A group of ISPs are now challenging this privacy law, claiming that it infringes on their First Amendment rights by unconstitutionally restricting how they use or disclose customer personal information.
They’re right that this law regulates their speech: It governs the use and dissemination of information. But they’re wrong to call it unconstitutional.
As we explain in a friend-of-the-court brief we filed with the ACLU of Maine, the Electronic Frontier Foundation, and the Center for Democracy and Technology, Maine’s law regulates commercial speech, a category of speech that relates solely to the economic interests of the speaker and its audience.
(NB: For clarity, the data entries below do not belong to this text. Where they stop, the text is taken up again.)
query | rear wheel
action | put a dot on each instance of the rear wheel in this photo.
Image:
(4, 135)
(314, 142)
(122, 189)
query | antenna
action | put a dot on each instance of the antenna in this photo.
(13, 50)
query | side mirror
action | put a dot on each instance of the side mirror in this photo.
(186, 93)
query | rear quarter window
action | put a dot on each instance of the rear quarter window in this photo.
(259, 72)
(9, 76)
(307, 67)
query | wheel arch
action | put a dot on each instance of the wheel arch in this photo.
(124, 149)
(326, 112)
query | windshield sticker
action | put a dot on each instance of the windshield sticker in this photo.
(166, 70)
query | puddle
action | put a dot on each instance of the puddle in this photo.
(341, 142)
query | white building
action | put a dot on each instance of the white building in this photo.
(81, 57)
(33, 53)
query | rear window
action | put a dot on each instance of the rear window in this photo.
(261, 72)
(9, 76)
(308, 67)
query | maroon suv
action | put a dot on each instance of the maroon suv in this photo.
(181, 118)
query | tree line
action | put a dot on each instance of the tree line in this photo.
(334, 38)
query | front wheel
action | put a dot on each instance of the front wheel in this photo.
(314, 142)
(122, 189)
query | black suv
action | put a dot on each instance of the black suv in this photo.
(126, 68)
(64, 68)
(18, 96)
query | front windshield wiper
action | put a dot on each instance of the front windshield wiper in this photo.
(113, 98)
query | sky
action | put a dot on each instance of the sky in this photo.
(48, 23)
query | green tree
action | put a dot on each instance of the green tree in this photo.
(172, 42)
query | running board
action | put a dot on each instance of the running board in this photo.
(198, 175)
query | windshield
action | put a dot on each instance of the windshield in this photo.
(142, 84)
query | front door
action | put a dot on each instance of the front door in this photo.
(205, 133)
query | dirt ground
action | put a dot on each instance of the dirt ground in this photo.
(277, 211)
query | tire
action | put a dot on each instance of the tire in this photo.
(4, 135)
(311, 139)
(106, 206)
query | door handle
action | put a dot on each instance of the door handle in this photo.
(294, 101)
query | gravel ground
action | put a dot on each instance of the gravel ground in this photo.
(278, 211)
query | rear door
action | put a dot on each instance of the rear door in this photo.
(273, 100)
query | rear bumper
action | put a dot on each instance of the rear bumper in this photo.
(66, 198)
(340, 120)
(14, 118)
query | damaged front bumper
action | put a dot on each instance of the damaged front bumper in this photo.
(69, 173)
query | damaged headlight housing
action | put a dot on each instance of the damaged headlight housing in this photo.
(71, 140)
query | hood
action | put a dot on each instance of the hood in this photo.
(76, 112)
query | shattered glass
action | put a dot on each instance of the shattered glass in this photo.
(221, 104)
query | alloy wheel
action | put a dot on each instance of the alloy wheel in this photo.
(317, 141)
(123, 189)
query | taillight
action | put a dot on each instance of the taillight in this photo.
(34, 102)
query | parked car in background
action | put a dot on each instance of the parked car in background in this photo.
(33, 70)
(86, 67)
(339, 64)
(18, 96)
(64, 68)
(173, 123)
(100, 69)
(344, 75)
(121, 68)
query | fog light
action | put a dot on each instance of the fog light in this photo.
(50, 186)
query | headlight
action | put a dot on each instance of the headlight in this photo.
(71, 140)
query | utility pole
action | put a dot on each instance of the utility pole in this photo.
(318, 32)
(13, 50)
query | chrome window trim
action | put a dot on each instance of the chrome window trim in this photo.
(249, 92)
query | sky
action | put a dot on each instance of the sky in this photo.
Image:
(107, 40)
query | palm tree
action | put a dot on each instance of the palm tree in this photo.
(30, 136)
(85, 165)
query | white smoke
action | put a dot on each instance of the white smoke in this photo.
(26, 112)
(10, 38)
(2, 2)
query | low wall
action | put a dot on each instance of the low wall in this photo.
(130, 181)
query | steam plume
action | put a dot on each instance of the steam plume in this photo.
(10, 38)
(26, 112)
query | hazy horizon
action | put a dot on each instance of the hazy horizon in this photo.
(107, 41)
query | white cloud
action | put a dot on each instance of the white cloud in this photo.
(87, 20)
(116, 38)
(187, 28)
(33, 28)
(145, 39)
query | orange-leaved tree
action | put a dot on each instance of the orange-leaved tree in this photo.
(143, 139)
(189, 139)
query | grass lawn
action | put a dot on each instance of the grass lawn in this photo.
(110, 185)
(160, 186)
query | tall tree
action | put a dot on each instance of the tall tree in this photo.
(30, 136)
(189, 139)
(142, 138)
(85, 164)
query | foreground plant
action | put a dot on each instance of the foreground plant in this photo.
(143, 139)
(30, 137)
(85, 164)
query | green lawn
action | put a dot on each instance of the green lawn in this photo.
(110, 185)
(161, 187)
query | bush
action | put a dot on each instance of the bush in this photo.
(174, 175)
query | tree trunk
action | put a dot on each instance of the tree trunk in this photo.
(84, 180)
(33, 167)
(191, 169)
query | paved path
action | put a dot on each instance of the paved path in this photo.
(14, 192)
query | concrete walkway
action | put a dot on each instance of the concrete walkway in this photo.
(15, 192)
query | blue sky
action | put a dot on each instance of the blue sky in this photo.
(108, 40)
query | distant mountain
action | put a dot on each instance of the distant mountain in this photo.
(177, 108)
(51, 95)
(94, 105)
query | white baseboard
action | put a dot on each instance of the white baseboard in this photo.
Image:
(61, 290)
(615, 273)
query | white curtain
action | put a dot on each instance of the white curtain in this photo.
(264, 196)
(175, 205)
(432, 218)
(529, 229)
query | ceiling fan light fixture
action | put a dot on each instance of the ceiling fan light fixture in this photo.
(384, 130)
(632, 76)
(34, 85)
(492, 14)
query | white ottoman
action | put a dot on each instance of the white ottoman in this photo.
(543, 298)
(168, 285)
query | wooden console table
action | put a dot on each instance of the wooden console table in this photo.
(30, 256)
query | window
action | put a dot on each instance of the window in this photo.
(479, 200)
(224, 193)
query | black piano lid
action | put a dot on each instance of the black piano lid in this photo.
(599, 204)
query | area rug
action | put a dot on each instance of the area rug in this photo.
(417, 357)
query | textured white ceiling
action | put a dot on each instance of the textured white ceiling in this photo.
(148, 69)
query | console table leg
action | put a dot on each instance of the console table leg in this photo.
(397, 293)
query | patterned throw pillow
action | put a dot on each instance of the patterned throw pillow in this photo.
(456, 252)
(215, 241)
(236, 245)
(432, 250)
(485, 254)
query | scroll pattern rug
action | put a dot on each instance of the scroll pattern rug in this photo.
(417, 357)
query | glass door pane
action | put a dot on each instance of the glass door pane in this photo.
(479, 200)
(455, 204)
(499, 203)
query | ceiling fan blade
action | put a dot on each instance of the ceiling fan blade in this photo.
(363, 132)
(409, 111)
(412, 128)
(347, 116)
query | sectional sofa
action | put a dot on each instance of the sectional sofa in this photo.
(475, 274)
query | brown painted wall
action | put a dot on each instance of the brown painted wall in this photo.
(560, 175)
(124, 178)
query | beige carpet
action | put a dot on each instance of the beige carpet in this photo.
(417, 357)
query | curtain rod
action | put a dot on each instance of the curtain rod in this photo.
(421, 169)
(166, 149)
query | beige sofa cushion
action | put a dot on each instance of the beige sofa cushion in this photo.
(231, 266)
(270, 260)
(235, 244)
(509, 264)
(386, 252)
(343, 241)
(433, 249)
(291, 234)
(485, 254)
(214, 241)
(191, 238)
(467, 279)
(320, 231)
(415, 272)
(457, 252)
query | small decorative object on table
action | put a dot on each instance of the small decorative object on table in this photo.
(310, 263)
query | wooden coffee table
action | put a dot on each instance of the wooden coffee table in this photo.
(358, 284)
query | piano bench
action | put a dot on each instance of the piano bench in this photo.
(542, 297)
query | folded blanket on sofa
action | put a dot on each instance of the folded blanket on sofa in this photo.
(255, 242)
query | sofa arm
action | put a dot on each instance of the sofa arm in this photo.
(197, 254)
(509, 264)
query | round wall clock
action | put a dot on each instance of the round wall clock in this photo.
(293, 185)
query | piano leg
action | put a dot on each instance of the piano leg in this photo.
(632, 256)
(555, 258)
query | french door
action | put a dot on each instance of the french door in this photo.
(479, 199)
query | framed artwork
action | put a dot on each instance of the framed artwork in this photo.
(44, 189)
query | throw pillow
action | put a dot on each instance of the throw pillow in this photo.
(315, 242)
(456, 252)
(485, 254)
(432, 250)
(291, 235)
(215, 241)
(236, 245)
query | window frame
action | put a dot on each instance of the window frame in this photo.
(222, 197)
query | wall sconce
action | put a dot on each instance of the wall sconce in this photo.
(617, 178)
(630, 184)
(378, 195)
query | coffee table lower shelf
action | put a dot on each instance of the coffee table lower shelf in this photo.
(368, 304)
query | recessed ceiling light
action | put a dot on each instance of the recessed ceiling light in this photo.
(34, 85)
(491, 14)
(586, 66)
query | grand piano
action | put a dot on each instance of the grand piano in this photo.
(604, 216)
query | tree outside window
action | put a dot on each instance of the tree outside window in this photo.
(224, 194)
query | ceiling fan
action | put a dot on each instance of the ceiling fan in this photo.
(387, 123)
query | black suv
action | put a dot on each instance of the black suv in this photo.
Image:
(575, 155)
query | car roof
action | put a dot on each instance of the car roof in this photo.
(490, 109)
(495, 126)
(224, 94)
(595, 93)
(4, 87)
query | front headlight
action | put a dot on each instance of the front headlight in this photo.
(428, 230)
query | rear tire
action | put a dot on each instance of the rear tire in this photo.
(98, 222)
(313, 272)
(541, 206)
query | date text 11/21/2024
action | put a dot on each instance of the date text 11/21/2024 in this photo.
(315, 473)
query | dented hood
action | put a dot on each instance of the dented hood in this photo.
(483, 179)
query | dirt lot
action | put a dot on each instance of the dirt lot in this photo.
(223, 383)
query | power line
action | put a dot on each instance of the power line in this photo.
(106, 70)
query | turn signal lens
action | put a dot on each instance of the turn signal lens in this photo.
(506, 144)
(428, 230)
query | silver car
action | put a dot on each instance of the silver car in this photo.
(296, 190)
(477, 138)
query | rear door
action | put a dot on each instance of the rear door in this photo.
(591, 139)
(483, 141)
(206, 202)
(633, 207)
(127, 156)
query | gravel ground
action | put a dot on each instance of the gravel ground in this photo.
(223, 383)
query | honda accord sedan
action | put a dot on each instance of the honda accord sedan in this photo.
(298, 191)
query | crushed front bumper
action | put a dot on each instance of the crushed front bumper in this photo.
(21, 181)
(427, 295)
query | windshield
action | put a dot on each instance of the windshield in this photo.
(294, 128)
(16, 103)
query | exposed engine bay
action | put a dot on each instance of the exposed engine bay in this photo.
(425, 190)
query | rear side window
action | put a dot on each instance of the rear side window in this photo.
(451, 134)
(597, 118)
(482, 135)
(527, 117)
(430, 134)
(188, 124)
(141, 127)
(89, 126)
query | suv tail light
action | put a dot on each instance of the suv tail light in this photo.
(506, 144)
And the law satisfies the scrutiny that applies to regulations of commercial speech because it is narrowly drawn to advance the state’s interests in protecting consumer privacy, free expression, and security.
The law focuses on ISPs: entities that are uniquely positioned to see everything we do, say, and even think online. Consumers have no choice but to use ISPs if they want to access the Internet. And the law does not ban their use of customer information entirely; it simply requires consent from customers first. Since we have no control over whether that information — which relates entirely to our use of a commercial service — is created and shared in the first place, surely we should at the very least have some say in what ISPs can do with it. It speaks volumes about the intent of the ISP companies — and the money they make off the collection and use of private customer information — that they would rather file an expansive lawsuit than simply ask their customers for permission to use their information.
As an organization deeply committed to the protection of both free speech and data privacy, we take these issues seriously. Maine’s law gives us the power to say yes or no to the collection and use of our private information. It puts the decision about when ISPs can use and disclose customers’ personal information back where it belongs: in the hands of Internet users. Despite the ISPs’ insistence to the contrary, Maine’s law does not violate their speech rights, and in fact does a great deal of good in protecting consumers’ privacy rights. Other states are already looking to follow in Maine’s legislative footsteps by requiring customers’ approval before allowing ISPs to share or sell their personal data — as they should. Perhaps that is what is scaring the ISP companies the most.